BT’s fibre-based service (BT Infinity) delivered average download speeds of around 36Mbit/s, up from approximately 34Mbit/s in May 2011. The service also achieved the highest average upload speeds of 8.8Mbit/s.  All other ISP packages did not change significantly from May 2011.

Note:  These ranges reflect the speeds that would be achieved 95 times out of 100 if the exercise was repeated with different panellists. If the range of two operators overlap, then these operators offer comparable performance. They are not a description of the range of speeds actually measured.

Broadband Speeds Code of Practice

Ofcom is committed to ensuring that consumers have access to clear information about their broadband speeds.  The Voluntary Code of Practice on Broadband Speeds was introduced in December 2008 to inform prospective broadband customers of their likely maximum speed before signing up to a service, and a strengthened Code came into force in July 2011.

Ofcom has recently commissioned mystery shopping to look at whether ISPs are adhering to the spirit of the Code and aims to publish the findings in the spring.

Ofcom Chief Executive, Ed Richards, said: “It is encouraging that speeds are increasing and that consumers have a real choice of broadband service.  There is a real opportunity for consumers to look at the packages and deals in their area in order to receive the best value, speeds and performance available to them.

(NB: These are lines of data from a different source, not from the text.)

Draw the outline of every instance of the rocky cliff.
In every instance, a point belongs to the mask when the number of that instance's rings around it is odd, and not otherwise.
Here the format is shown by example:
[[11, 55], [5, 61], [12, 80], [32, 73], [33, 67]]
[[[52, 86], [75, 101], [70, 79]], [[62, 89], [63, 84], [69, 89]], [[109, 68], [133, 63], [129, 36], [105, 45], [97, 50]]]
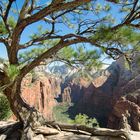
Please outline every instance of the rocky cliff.
[[[138, 59], [139, 53], [135, 54], [131, 69], [128, 69], [122, 57], [106, 70], [96, 74], [98, 76], [92, 81], [82, 77], [66, 80], [62, 86], [62, 100], [74, 103], [70, 114], [85, 113], [96, 117], [101, 126], [139, 131]], [[69, 90], [66, 90], [68, 87]]]
[[55, 97], [60, 94], [60, 81], [45, 74], [36, 73], [34, 79], [28, 74], [22, 81], [22, 96], [31, 106], [37, 108], [44, 117], [53, 119], [53, 107], [57, 104]]

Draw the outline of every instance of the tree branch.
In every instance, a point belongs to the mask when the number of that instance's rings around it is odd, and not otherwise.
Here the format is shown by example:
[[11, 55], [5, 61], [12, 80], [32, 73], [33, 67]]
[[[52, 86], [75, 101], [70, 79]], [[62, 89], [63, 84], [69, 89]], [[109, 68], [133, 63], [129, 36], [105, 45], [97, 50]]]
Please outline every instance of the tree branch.
[[78, 7], [80, 5], [86, 4], [90, 1], [91, 0], [74, 0], [71, 2], [63, 3], [63, 4], [62, 3], [58, 3], [58, 4], [52, 3], [49, 6], [40, 10], [39, 12], [31, 15], [30, 17], [20, 20], [17, 23], [17, 25], [13, 31], [12, 38], [11, 38], [11, 40], [12, 40], [11, 48], [8, 50], [8, 56], [9, 56], [10, 63], [11, 64], [18, 63], [18, 60], [17, 60], [17, 54], [18, 54], [18, 50], [19, 50], [18, 45], [19, 45], [21, 33], [26, 26], [28, 26], [34, 22], [37, 22], [39, 20], [42, 20], [44, 17], [46, 17], [54, 12], [58, 12], [61, 10], [66, 10], [66, 9], [72, 9], [74, 7]]
[[8, 6], [6, 8], [6, 11], [4, 13], [4, 16], [3, 16], [3, 20], [5, 23], [7, 23], [7, 18], [8, 18], [8, 14], [9, 14], [9, 11], [11, 9], [11, 6], [12, 6], [12, 3], [14, 2], [15, 0], [9, 0], [9, 3], [8, 3]]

“We can look forward to further increases in UK broadband speeds over the next few years.  Most households in the UK can now access superfast broadband services, and these services are set to get faster still as Virgin Media aims to double the speeds of most of its cable services and BT aims to double the speed of its fibre-to-the-cabinet service from 40Mbit/s to 80Mbit/s.”

ENDS

NOTES FOR EDITORS

  1. The research included 13 broadband packages provided by the eight largest ISPs in the market, representing over 75 per cent of residential broadband subscribers in the UK.  572 million separate performance tests were carried out in 1,710 homes in November 2011.
  2. Other measures which Ofcom has taken to improve the information available to consumers choosing a broadband service include:
  3. The research was conducted in partnership with broadband monitoring specialists SamKnows.  For more details, visit www.samknows.com.
  4. The Communications Act 2003 requires Ofcom to make arrangements to find out about consumers’ experiences of electronic communications services, which includes broadband services, and the way they are provided (section 14). We do this by carrying out research and, subject to certain exceptions, we have a duty to publish the results of our research and to take account of it in carrying out our functions (section 15).